People with Down Syndrome may also have a greater tendency to degenerative "wear and tear" of the spine, resulting in a form of arthritis. This also may produce neurologic symptoms such as those encountered when atlantoaxial instability is present, or the arthritis may be a problem in the lower spine. This can result in pain or instability in the spine wherever the degeneration occurs. It is helpful to remember that the observations of the person's abilities and function at the operating center, and changes in function, are useful information to the physician and parent/guardian; the program staff again may be the first to detect a change that can be diagnosed and treated.

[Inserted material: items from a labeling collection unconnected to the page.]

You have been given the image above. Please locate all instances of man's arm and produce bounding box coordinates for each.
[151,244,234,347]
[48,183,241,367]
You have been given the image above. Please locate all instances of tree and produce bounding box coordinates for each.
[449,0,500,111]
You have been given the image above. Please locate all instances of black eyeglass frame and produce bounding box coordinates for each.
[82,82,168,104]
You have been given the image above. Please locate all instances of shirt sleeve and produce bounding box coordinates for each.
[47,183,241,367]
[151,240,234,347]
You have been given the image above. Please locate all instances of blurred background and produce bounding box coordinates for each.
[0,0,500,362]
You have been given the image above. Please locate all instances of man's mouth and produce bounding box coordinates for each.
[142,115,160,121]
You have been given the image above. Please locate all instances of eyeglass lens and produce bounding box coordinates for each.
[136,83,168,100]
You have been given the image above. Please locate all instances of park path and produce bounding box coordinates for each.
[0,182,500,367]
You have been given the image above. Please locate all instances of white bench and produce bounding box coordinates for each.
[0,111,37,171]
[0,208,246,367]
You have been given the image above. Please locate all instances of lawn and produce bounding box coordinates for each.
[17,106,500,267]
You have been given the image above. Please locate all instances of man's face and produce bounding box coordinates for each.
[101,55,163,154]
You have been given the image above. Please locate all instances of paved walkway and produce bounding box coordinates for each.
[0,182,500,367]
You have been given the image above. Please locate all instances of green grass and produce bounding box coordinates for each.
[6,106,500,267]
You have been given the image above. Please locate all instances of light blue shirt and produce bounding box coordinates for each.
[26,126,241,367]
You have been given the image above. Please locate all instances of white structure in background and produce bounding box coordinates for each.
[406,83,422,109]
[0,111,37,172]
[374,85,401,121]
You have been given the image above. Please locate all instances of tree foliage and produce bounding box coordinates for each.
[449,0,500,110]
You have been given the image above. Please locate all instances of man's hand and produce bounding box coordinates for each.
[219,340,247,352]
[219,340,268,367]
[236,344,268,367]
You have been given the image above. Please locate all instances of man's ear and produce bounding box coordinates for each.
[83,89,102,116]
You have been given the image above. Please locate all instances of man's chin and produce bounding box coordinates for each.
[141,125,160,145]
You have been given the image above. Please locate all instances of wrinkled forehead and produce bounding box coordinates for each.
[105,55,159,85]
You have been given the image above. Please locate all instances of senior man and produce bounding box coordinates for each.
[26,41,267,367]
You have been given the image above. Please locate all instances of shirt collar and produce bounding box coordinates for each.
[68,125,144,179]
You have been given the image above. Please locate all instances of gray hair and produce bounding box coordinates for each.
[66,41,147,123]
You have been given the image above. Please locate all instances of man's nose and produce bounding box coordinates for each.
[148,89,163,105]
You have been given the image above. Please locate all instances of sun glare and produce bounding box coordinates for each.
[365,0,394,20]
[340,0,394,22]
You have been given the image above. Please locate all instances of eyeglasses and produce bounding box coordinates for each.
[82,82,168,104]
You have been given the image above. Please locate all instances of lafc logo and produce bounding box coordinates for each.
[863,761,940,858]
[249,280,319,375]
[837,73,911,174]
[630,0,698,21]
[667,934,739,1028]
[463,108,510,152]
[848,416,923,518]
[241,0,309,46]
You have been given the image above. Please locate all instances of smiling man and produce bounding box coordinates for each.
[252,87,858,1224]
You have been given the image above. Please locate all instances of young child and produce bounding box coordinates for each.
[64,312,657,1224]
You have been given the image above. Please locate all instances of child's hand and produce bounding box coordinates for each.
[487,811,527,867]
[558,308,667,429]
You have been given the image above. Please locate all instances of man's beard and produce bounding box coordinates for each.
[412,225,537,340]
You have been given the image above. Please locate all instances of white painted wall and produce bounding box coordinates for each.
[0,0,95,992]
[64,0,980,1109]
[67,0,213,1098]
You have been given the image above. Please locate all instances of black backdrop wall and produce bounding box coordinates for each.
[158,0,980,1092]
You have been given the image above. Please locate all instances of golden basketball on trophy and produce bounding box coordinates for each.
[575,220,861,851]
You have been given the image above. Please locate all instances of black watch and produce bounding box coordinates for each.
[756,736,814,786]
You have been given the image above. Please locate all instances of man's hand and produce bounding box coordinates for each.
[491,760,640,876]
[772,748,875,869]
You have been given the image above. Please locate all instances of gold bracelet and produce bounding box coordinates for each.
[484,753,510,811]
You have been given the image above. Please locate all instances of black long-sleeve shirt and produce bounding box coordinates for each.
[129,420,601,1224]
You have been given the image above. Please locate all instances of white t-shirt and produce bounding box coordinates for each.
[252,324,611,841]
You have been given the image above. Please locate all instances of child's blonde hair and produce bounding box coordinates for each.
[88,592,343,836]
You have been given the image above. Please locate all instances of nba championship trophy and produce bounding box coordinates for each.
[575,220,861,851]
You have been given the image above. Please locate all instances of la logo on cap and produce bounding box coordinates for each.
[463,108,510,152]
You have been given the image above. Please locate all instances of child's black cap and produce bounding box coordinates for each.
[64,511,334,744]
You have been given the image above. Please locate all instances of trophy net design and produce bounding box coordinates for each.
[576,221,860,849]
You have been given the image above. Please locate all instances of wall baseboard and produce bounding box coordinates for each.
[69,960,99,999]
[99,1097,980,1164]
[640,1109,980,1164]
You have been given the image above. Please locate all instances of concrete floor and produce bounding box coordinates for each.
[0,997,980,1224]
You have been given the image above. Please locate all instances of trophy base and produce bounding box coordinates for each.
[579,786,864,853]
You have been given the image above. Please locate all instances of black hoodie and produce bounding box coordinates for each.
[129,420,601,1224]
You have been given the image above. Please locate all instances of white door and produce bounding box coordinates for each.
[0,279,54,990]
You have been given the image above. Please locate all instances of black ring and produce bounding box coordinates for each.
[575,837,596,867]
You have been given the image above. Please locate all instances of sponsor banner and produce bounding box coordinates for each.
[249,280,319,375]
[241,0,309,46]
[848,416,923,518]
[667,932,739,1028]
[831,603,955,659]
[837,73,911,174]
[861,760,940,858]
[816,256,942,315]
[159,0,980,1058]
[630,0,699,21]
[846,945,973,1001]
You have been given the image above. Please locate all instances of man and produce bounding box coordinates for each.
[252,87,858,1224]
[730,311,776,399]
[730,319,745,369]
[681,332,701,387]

Additionally, people with Down Syndrome may have related problems such as learning disabilities, mental retardation, congenital heart defects, premature aging, deafness, and the development of Alzheimer-like changes in the brain later in life. Make sure the physician, parent/guardian and rider understand the physical activity and risk of horseback riding.


In most instances operating centers will be able to accept and serve individuals with Down Syndrome in a wide variety of equestrian activities. However, it is appropriate to give some thought to the concepts of just what therapeutic riding is, and what "inclusion" is. Many people providing services under the umbrella of "therapeutic riding" would agree that a person with a disability should be able to go to a public stable that offers safe, quality riding instruction, with appropriate accommodations for their physical impairments, and participate in whatever level of riding or equestrian activities are desired and most enjoyable. After all, we would certainly agree that individuals with disabilities who wish to play tennis should be able to go to a public tennis court and play, whether they play with disabled or non-disabled peers!

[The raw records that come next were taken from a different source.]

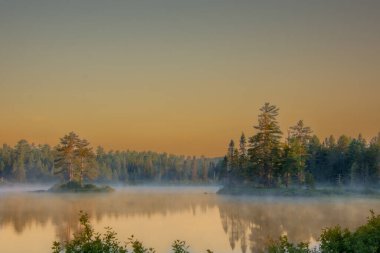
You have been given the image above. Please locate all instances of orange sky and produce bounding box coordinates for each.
[0,0,380,156]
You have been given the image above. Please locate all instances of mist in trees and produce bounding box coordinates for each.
[0,132,221,184]
[221,103,380,187]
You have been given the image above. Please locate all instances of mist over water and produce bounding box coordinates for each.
[0,186,380,253]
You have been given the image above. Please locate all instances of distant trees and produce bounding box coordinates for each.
[248,103,282,186]
[0,132,222,183]
[224,103,380,187]
[54,132,96,184]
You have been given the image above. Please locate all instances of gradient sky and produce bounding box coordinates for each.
[0,0,380,156]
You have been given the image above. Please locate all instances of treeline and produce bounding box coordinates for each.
[0,133,220,184]
[222,103,380,187]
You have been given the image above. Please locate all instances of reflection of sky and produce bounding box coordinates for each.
[0,0,380,155]
[0,187,380,253]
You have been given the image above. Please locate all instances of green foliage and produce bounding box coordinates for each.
[268,236,314,253]
[49,181,114,193]
[172,240,190,253]
[268,211,380,253]
[220,103,380,189]
[52,211,129,253]
[52,211,213,253]
[248,103,282,186]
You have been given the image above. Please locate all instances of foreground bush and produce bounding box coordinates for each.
[52,211,380,253]
[52,211,212,253]
[268,211,380,253]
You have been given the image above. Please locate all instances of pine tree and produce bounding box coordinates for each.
[248,103,282,186]
[75,138,98,185]
[287,120,312,185]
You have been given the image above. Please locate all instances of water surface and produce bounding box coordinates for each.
[0,187,380,253]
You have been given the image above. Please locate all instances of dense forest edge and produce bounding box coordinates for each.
[219,103,380,196]
[52,211,380,253]
[0,103,380,196]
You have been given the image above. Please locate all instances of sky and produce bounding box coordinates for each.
[0,0,380,156]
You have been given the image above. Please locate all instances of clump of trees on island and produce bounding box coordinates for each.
[221,103,380,187]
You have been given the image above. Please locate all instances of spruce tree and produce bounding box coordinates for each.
[248,103,282,186]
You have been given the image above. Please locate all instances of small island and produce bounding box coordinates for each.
[48,132,114,193]
[48,181,115,193]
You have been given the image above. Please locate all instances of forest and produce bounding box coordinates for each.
[0,103,380,187]
[221,103,380,187]
[0,132,220,183]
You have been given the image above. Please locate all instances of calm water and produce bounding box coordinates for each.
[0,187,380,253]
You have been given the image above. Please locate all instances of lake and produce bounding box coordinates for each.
[0,187,380,253]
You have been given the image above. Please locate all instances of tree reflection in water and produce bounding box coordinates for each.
[0,191,380,253]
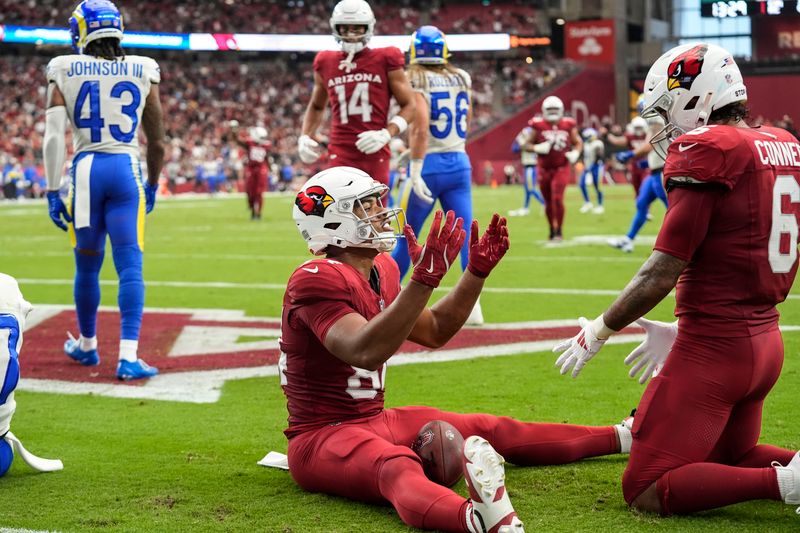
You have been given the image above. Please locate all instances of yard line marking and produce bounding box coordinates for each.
[17,278,800,300]
[17,321,800,403]
[0,251,644,263]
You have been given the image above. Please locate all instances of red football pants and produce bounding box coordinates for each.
[539,165,570,229]
[630,164,649,198]
[244,170,267,213]
[622,326,794,514]
[288,407,619,531]
[328,145,390,185]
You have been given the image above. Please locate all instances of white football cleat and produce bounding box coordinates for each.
[772,452,800,514]
[606,235,633,254]
[464,300,483,326]
[614,409,636,453]
[462,435,525,533]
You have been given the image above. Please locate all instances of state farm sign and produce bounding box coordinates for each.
[564,20,615,65]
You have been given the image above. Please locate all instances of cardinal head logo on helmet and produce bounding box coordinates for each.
[667,44,708,91]
[294,186,333,217]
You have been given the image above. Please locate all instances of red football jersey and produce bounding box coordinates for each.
[528,117,577,168]
[279,253,400,438]
[314,46,405,158]
[245,139,272,171]
[655,126,800,336]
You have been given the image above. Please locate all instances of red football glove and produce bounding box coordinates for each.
[403,211,467,288]
[467,213,508,278]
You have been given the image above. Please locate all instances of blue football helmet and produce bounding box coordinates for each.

However, our realization of both the tremendous therapeutic benefits of equestrian activities, in all areas, and our concurrent understanding of the risks involved in riding, particularly at a public stable have led to the establishment of therapeutic riding centers. Our centers provide a safer, more therapeutic setting for most riders. But we should also work toward inclusion of our riders, whenever safe and appropriate, into a "normal" riding setting. It is our responsibility, however futuristic, to promote the integration of riders with disabilities into non-disabled riding settings. Thus, an operating center serving a capable and independent rider with Down Syndrome can look at whether this rider could participate equally well in equestrian activities at the "non-therapeutic" public riding stable down the road; or whether it should integrate people with a wider variety of abilities and disabilities into its own sessions.

Liability insurance should not be the driving force which compels capable independent riders with disabilities to ride at NARHA centers rather than public stables! Inclusion and community integration are more than concepts--they are methods by which NARHA Operating Centers and staff continually look for the best way to bring the joy of the horse to the person with Down Syndrome.